Tuesday, April 21, 2015

After A Rather Checkered Past Five Years, Merck Makes Important New Vaccine Investment -- In Ireland: Carlow

We have covered the fallout from Fred Hassan's overpromise/underdeliver antics, on the Emerald Isle, lo' these past seven years, at least.

So it is wonderful to see Kenilworth putting even a modest amount of new capital to work, inside Carlow -- a world-class biologics facility -- and now, a fine vaccines facility. [A few years ago Merck put almost $335 million in to modernize the facility, as legacy Schering-Plough withdrew from Rathdrum, in County Wicklow.] It would make sense to manufacture the Ebola vaccine there, inasmuch as that is a low cost jurisdiction, and Merck will need to get the very lowest cost structure for that candidate to make a profit, in the still-developing world -- where the bulk of it will be sold. No published report indicates that this is behind Merck's thinking -- it is purely my (experienced) conjecture. Here's a bit, from FiercePharma Manufacturing -- do go read it all:

. . . .Merck, known as MSD outside of the U.S., said last week that it would invest €11.5 million ($12.4 million) in the Carlow facility. In an announcement, the company didn't specifically line out how it would invest the money at the site where it has a 200,000-square-foot manufacturing facility but in an email, a Merck spokesperson said the "infrastructure" investment" will include a training facility. There are no new jobs coming at this time from the "phased project," the spokesperson said but about 440 people currently work there.

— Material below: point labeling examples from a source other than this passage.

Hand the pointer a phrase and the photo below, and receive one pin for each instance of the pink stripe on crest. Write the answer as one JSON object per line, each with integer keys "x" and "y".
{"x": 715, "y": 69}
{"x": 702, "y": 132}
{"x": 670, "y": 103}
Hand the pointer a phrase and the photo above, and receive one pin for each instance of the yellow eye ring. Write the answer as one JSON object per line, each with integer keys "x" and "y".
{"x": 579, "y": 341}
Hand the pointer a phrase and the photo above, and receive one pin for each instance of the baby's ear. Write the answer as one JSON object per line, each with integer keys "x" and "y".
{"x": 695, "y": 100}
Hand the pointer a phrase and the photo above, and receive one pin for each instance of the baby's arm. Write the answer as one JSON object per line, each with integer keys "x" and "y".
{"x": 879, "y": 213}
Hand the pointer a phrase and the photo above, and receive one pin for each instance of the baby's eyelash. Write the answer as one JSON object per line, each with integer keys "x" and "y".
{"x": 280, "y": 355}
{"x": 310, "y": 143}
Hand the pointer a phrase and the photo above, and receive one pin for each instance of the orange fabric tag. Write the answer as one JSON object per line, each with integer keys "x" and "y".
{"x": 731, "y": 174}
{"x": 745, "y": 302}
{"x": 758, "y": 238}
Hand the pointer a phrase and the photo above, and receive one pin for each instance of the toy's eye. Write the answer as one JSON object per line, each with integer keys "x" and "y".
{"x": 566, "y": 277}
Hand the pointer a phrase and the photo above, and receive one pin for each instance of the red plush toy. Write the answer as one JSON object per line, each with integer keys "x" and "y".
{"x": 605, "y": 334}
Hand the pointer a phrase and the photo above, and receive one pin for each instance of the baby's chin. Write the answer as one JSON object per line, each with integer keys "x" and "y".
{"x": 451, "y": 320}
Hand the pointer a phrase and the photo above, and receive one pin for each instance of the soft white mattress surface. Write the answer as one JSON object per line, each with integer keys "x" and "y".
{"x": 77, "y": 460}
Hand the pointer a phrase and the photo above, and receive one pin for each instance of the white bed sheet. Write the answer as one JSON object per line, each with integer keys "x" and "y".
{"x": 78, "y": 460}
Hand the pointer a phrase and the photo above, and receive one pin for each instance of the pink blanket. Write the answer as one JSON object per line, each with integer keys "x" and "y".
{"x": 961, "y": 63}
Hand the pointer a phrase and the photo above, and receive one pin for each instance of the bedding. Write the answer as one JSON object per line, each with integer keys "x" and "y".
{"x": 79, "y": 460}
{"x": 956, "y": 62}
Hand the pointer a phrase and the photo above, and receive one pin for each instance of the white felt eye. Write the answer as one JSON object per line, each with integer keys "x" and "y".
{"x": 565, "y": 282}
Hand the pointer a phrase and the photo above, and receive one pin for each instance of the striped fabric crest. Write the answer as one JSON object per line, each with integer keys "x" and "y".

MSD pointed out Carlow is its first standalone human vaccine facility. . . .

Carlow is also supporting the Kenilworth effort to ramp up Keytruda®, a very promising oncolology monoclonal antibody -- and that tech will lever nicely, in manufacturing an engineered Ebola vaccine inserted into a cold livestock virus container/casing. Onward, one and all!

1 comment:

Anonymous said...

Carlow has most importance as a Keytruda manufacturing facility at present, although I agree that it could eventually be the key facility for manufacturing the Ebola vaccine if it advances.